Effects of intravenously infused histamine on canine forelimb transvascular protein efflux following adrenergic receptor blockade

GJ Grega, DL Marciniak, BS Jandhyala and RM Raymond

The intravenous infusion of high doses of histamine (400 micrograms base/min) produced only small increases in weight (approximately equal to +30 g) and lymph total protein concentration (+ 0.9 g/100 ml) in canine forelimbs perfused at constant inflow. The weight gain was associated with profound decreases in aortic pressure (112 to 30 mm Hg) and in forelimb perfusion pressure (105 to 75 mm Hg) and marked increases in forelimb skin small-vein pressure (from 12 to 25 mm Hg).
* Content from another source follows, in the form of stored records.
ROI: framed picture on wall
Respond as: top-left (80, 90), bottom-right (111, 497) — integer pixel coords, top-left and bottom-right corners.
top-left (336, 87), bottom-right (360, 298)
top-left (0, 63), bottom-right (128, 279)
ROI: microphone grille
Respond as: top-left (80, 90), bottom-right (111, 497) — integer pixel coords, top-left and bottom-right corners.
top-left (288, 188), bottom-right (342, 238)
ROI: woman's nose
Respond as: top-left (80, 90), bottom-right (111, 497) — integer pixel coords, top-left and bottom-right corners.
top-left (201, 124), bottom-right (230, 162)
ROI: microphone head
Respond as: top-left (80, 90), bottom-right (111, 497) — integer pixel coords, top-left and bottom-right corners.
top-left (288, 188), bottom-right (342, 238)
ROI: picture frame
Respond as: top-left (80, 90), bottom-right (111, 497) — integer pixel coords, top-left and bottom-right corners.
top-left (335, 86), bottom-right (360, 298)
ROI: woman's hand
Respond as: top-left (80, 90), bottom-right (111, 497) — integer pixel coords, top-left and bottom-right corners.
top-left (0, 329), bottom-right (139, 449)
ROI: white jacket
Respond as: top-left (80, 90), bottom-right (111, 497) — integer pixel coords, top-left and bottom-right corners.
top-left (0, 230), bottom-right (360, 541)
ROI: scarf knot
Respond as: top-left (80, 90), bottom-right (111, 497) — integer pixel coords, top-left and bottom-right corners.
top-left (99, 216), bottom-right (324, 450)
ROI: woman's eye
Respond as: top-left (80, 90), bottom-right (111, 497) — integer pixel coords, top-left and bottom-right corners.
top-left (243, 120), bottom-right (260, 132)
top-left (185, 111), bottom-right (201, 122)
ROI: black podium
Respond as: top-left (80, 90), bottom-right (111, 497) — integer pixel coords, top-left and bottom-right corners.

After treatment with phentolamine, the intravenous infusion of these doses of histamine under the same conditions produced marked decreases in forelimb perfusion pressure (120 to 60 mm Hg) and failed to increase forelimb skin small-vein pressure, yet still produced only minimal increases in weight (+ 12 g) and lymph total protein concentration (+ 0.8 g/100 ml). Following treatment with both phentolamine and propranolol, the intravenous infusion of histamine caused very marked increases in forelimb weight (approximately equal to +75 g) and lymph total protein concentration (+ 2.9 g/100 ml). These marked increases in forelimb weight and lymph formation were associated with profound decreases in perfusion pressure (112 to 60 mm Hg) but no change in skin small-vein pressure relative to control. These same increases in weight and lymph total protein concentration were observed after treatment with propranolol alone. Thus, treatment with propranolol markedly increased net fluid filtration and protein efflux during intravenous infusions of massive doses of histamine, idicating that this edemogenic agent causes an endogenous release of catecholamines which tend to antagonize the direct actions of histamine on the microvascular membrane via stimulation of beta-adrenergic receptors.